The Board makes a number of key recommendations for Meta, articulating the need for more clarity and transparency around the platform’s DOI policy, enforcement of that policy, and the use of automated content moderation tools. The Opinion lays out steps for Meta to reverse the ban on the term “shaheed”, update internal guidance provided to moderation teams to make clear that the use of “shaheed” does not violate the company’s policy unless it is also accompanied by signals of violence and still may be important to keep up due to the use of the term in reporting, and to periodically audit the company’s DOI policies and channels. The Opinion also calls for greater transparency to users, which will enable them to know what is and is not permitted, to make more informed decisions about how to use the platform, and to assert their rights should they want to appeal a decision. The Board’s decision, however, is not binding or immediately enforced. Meta has three months to respond.

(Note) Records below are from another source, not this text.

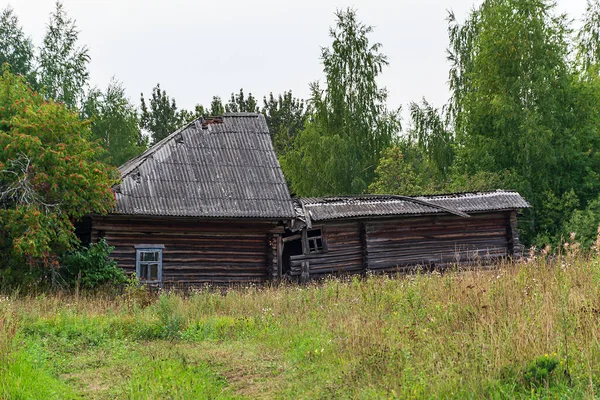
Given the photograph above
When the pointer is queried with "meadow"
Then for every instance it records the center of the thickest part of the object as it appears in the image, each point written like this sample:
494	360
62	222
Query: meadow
519	330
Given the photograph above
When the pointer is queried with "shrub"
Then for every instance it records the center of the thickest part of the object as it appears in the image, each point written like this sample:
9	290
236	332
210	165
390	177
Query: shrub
92	267
540	370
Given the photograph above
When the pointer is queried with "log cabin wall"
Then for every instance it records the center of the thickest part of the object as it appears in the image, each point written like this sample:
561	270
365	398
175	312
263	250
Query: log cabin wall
399	244
343	251
437	241
195	252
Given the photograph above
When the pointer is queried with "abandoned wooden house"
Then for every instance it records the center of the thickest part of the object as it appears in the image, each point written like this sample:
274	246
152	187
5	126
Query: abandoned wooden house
210	204
206	204
398	234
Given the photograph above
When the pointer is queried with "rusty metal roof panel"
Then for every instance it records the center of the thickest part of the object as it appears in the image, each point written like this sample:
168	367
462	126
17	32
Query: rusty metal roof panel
321	209
226	169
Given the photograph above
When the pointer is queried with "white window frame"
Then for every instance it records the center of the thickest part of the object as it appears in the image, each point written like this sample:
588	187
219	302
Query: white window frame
307	241
148	248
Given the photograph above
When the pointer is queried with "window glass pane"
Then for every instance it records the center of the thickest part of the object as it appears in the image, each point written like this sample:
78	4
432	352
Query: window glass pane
153	271
313	233
143	271
149	256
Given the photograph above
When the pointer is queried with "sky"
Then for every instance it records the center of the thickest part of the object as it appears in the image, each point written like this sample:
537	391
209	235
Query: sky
199	49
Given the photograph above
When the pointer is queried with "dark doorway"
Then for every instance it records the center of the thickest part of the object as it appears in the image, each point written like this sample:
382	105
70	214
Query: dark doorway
292	246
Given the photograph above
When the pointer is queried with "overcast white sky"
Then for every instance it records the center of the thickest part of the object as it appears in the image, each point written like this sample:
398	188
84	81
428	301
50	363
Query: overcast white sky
197	49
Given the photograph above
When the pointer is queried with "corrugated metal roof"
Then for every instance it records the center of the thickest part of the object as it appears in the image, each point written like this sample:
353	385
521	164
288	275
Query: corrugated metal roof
327	208
228	169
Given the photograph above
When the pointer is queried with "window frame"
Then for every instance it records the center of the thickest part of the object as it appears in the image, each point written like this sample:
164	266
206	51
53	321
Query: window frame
306	241
149	248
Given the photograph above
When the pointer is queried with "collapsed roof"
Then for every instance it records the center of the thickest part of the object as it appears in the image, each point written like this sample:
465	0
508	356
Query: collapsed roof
225	167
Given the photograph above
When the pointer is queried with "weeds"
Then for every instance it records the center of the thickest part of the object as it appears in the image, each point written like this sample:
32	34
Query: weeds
475	334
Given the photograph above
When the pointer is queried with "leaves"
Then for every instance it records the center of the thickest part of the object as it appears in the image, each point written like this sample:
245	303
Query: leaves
50	176
349	124
63	64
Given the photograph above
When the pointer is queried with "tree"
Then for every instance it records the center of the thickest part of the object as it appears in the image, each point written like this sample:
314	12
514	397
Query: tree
350	125
286	116
588	38
518	109
433	135
16	49
161	119
394	175
63	64
49	175
216	106
115	124
240	103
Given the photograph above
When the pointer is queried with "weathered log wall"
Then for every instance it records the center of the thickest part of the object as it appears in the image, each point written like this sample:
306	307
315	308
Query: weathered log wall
344	253
195	252
403	243
436	241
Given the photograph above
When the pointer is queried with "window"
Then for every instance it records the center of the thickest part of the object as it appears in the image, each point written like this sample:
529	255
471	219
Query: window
314	237
149	264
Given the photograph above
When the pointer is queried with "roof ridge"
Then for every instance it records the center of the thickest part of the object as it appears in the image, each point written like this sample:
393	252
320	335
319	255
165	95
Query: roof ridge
135	162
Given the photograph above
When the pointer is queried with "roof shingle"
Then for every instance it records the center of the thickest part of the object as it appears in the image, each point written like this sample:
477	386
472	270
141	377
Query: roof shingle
320	209
226	169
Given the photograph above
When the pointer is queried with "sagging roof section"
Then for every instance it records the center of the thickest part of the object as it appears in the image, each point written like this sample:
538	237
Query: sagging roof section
226	168
309	210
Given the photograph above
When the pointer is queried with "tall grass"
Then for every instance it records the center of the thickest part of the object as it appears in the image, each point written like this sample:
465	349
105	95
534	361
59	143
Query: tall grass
515	331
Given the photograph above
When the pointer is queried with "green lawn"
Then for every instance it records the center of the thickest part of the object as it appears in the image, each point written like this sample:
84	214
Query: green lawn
520	331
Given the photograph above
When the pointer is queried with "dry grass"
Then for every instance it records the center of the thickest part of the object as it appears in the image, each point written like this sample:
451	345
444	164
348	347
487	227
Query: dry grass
468	334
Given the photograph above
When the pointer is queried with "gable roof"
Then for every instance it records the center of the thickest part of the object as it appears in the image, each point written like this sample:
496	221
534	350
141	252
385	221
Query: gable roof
327	208
223	169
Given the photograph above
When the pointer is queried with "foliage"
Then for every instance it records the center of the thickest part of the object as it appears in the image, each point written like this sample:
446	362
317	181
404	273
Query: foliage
433	135
240	103
588	38
518	108
63	64
49	173
286	116
161	119
349	126
395	176
584	223
540	370
115	124
92	267
16	49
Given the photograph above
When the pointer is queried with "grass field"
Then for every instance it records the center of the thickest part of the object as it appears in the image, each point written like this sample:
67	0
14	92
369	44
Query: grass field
529	330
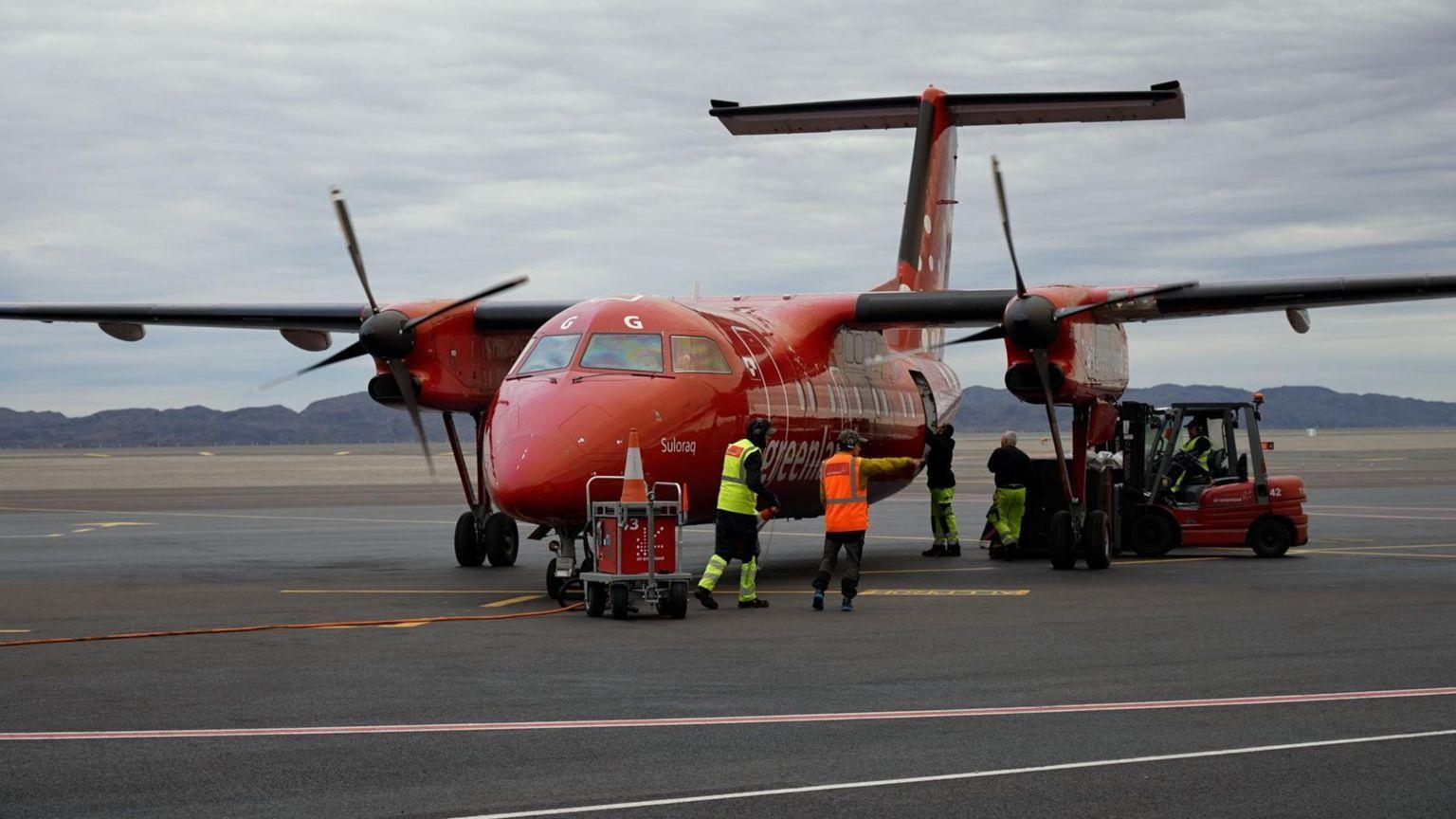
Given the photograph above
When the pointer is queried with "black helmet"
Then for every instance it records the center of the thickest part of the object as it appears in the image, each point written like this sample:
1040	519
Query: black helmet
759	430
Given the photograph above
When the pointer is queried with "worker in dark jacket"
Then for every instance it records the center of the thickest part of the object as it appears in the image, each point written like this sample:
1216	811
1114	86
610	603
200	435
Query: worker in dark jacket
743	500
1012	471
941	482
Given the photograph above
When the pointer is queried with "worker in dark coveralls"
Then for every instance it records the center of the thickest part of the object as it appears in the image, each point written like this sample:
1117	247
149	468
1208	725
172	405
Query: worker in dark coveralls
1012	471
941	482
741	496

This decision is in line with the globally-developed Santa Clara Principles, which have long called on companies to take cultural and linguistic context into consideration when developing and enforcing content moderation policies. Comments submitted by over 100 organizations and individuals, including many Arabic-language experts, as part of the development of this Policy Advisory Opinion make clear that there is no direct correlation between all uses of the term “shaheed” and real-world harm. The findings lay bare the company’s incomplete understanding of the ways in which the Arabic-speaking community uses the term. This Opinion will serve as an important milestone if its effect is used to spur greater engagement with language speakers and experts around the world.

The Opinion lays out steps for the company to explain how classifiers and automated tools generate predictions of policy violations and asks the company to assess its classifiers. Such tools are likely to have more shortcomings in languages other than English, particularly in low-resource languages. Low-resource languages are those languages that have fewer high-quality digitized examples of text to train and evaluate models. While Arabic is a medium-resourced language, some dialects of the polyglossic language such as the Arabic spoken in the Maghreb are considered lower-resourced, a dialect we are studying as part of a CDT research project on content moderation systems in the Global South.

Academics have also argued that the Arabic training data used to train automated systems is not representative of how Arabic speakers use the language. For example, if Arabic language training data is machine translated or only depicts the use of the term “shaheed” in contexts of violence, then the model will develop an incomplete understanding of a word used in expansive and multifaceted ways. That, in turn, will lead to Arabic speakers being routinely and disproportionately subject to inconsistent moderation.

Further, without adequate benchmarks across languages, we will never know whether these automated content moderation tools work equitably. Currently, large tech companies tout the performance of their multilingual tools yet disclose in fine print that they are tested on entirely American English prompts or machine-translated ones. (Meta’s XLM-R, for example, is a model the company claims can moderate content in more than 160 languages, but the model is only tested on English and machine-translated benchmarks in a handful of languages.) Both of these are inadequate proxies for gauging multilingual capability especially in context-specific tasks such as content moderation.

CDT has called on companies to invest in digitizing low resource languages, to create evaluation benchmarks for languages other than English, and to work with NLP communities that are experts in language and cultural contexts to do so. Future research and guidance offered by the Board should look into how and whether Meta is taking these steps, including in Arabic across dialects. The Advisory Opinion should also be a call to others in the ecosystem to promote a virtuous cycle of investment in curating datasets of low resource languages, training language models, and building tools.